KM: Again, safety and security are areas that are works-in-progress. You are always learning. You are always improving the situation. And this is where I mentioned that we have to be careful, when we will become complacent, so this is where we have always to learn you can never say that the system in this country is perfect and therefore “don’t worry, you don’t need to do anything.” So this is again continuous improvement.

So what’s happened, if you go back to Chernobyl, at that time we did not have the conventions of notification and assistance in case of an emergency nuclear or radiological emergency. But we learned from that, and therefore, in a very short period of time in the history of the IAEA, two conventions were really established and ratified. And then we started implementing this and there were a lot of improvements—exactly: the conventions on nuclear safety and the joint convention of radioactive waste and so on—that entered, also that were put together, and also that were implemented.

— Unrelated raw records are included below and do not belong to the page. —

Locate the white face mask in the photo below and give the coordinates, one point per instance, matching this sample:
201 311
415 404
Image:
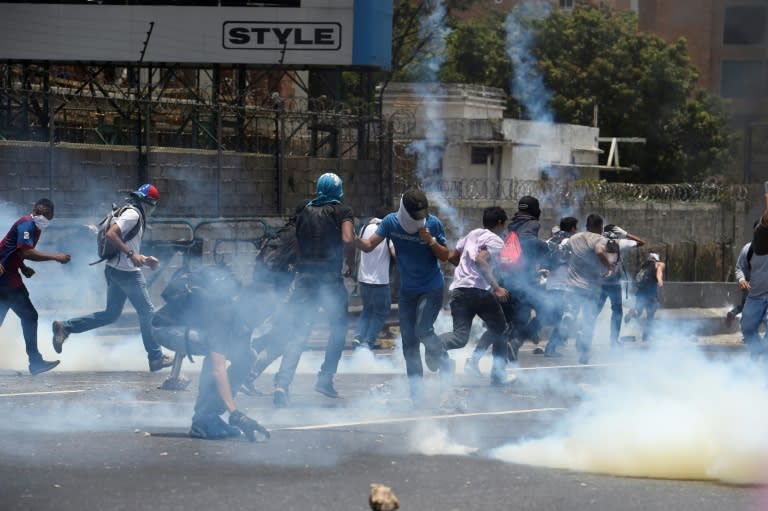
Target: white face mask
40 221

So, again, what’s happened recently: it’s an accident, and there were things that at that time that we did not predict would happen. For example, combined exactly events, and that things would happen not only in one nuclear power plant, but in several units in the same plant. So there are things that also our standards did not explicitly cover into a lot of details.

Therefore, we are learning. Also, Japan is learning, the international community is learning. And with the international community, the agency established such plan, and we are now implementing the nuclear safety action plan that covers many areas, including also emergency preparedness and response. And this is what we are really doing. But we haven’t learned all the lessons, though some of them, yes. But this will take time, and we are working very closely also with Japan and the International Community. And Japan has like other countries made what we call a stress test, which is like safety assessment of their situation based on international standards, and also they asked the agency to review such self assessment. And based on that they are also improving the situation.

Again, in short, safety and security are works-in-progress, and continuous improvement is a rule, is a principle. 

WH: Those are good words to live by. Khammar Mrabit, thank you very much for visiting us in the Global Observatory today.

KM: Well, thank you very much for giving me this opportunity. Thanks a lot.